Frustrated opposing coaches yell, “Box out!”
The players listen. But it rarely works.
That same coaches will point at the scoreboard and chastise a referee because of all the fouls called against their team.
But Imani Gillette leaves opponents with few alternatives.
It’s a common sequence at Overbrook girls’ basketball games this season, ever since Gillette, a 5-foot-10 freshman, began her high school career by immediately establishing herself as one of the area’s best pure rebounders.
Gillette averages 17 points and 15 rebounds per game. And those numbers — stellar from her first game — have been trending upward.
Her first 20-rebound game didn’t come until Jan. 9. Three more 20-plus-rebound games followed in the seven games since, including a game on Jan. 25 in which Overbrook hosted Clayton, and Gillette generated 27 points and 21 rebounds.
“It’s been a great experience — coming in as a freshman, I just trusted my teammates and I trusted myself,” Gillette said.
Gillette added that when most see her play for the first time, they come expecting to see a 6-foot-6 giant plucking rebounds down from around the rim.
But it’s not height that sets Gillette apart. It’s strength — and even more than that, according to Overbrook coach Ken Siano, it’s sheer will.
“That’s something we talk about every day: You have to want to get 20 rebounds in a game,” Siano said, “It’s the kind of thing that doesn’t just happen regardless of how talented you are. And those are the qualities that really separate her as a player.”
When Gillette talks about the biggest difference between playing basketball in eighth grade and playing in high school, she points to the physicality. It’s ironic because that’s the area of her game that has appeared to be the easiest transition.
She’s naturally strong. It was the first thing Siano noticed when he first coached Gillette — in shot put on a middle school track and field team.

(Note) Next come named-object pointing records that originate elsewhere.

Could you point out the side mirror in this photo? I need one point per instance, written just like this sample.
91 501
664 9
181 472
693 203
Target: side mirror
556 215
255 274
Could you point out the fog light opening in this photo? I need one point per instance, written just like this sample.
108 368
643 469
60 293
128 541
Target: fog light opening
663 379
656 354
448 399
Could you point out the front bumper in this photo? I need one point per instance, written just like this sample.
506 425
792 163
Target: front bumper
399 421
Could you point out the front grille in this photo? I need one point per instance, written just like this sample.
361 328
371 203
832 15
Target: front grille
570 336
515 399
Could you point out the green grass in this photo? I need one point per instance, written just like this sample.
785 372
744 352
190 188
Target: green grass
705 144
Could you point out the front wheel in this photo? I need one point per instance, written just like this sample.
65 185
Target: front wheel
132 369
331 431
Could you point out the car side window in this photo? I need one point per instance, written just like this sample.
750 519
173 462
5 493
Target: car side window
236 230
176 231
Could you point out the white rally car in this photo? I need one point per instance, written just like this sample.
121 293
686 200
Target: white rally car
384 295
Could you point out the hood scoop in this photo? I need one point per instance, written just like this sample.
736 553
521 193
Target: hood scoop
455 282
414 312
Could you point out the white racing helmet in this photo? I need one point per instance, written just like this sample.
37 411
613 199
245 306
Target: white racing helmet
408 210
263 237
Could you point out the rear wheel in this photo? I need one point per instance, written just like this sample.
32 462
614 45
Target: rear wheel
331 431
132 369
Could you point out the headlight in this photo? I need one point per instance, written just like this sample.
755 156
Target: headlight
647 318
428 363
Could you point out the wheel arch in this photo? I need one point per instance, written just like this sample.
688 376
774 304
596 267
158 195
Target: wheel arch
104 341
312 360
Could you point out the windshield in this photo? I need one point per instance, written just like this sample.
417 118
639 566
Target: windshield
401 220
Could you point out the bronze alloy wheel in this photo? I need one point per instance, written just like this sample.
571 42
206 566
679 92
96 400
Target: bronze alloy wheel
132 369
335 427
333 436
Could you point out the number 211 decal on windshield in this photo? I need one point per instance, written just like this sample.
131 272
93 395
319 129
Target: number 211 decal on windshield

That was before Gillette had even started playing organized basketball.
Although she’s been practicing with her three brothers most of her life — and always loved the game — eighth grade was Gillette’s first year on an organized basketball team. Her rise ever since has been remarkable.

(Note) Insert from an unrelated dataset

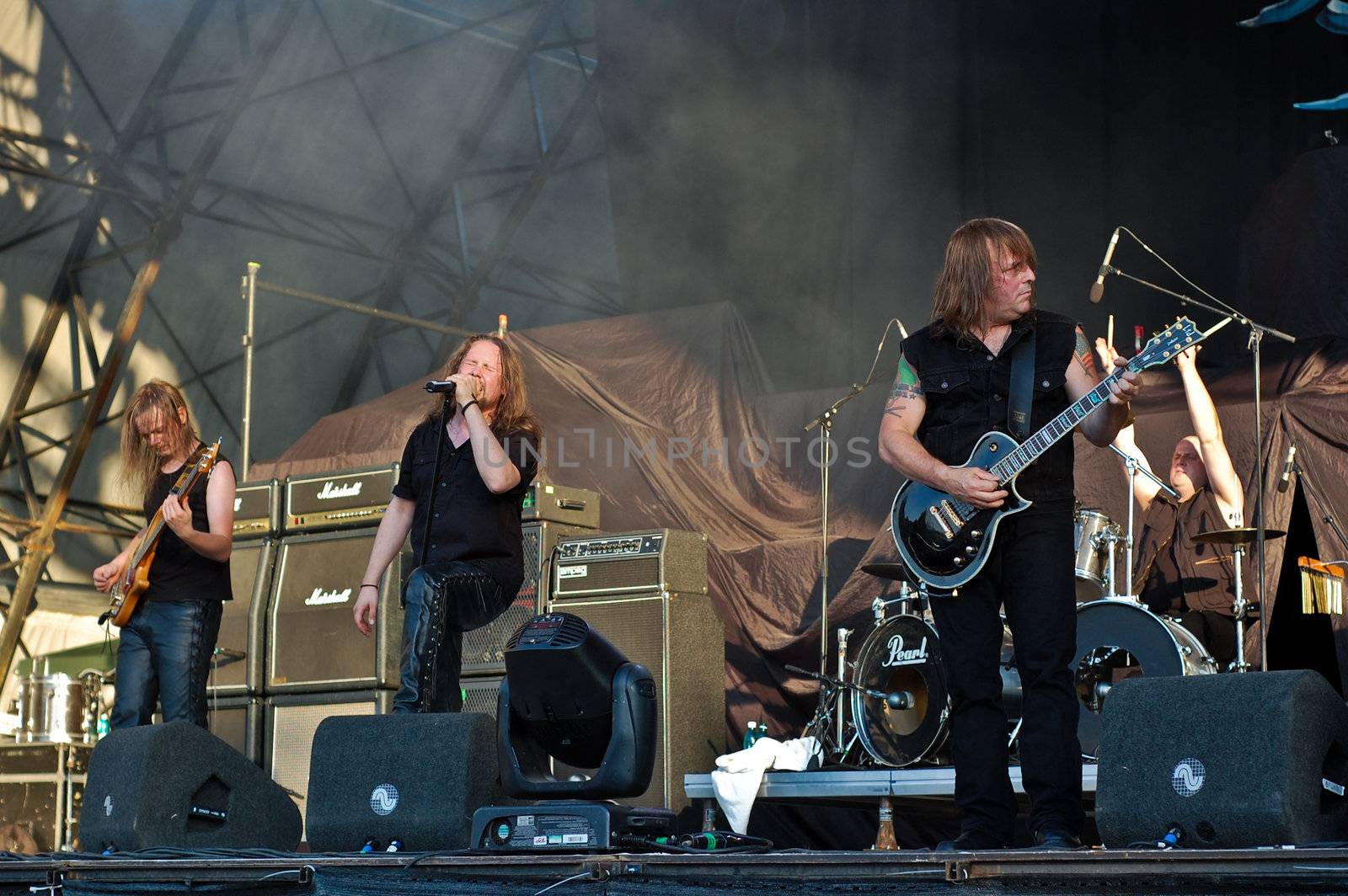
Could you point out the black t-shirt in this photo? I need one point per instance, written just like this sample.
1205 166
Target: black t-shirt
469 522
179 573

She’s already playing for the prestigious Philly Freedom Stars AAU team, and her Overbrook team, winner of six of its first 16 games, has already doubled its victory total from last season.
“That was really my goal when I came here,” Gillette said.
When she talks about where she can go from here, Gillette recognized that there still are areas for improvement. She talks about making more free throws, developing her outside shot. She has battled foul trouble at points this season — and she’ll clean up that as well — during those rare moments when she actually looks like a freshman.
Siano said Gillette’s willingness to work hard, and her willingness to be coached, has her poised to be more than just an overpowering, dominant athlete. He sees her as a well-rounded basketball player.
He’s excited to watch her develop her skills, and like most in the area, he can’t wait to see where she goes from here.
Gillette echoes those sentiments. She can see herself playing in college, and she even lists pro basketball among her goals.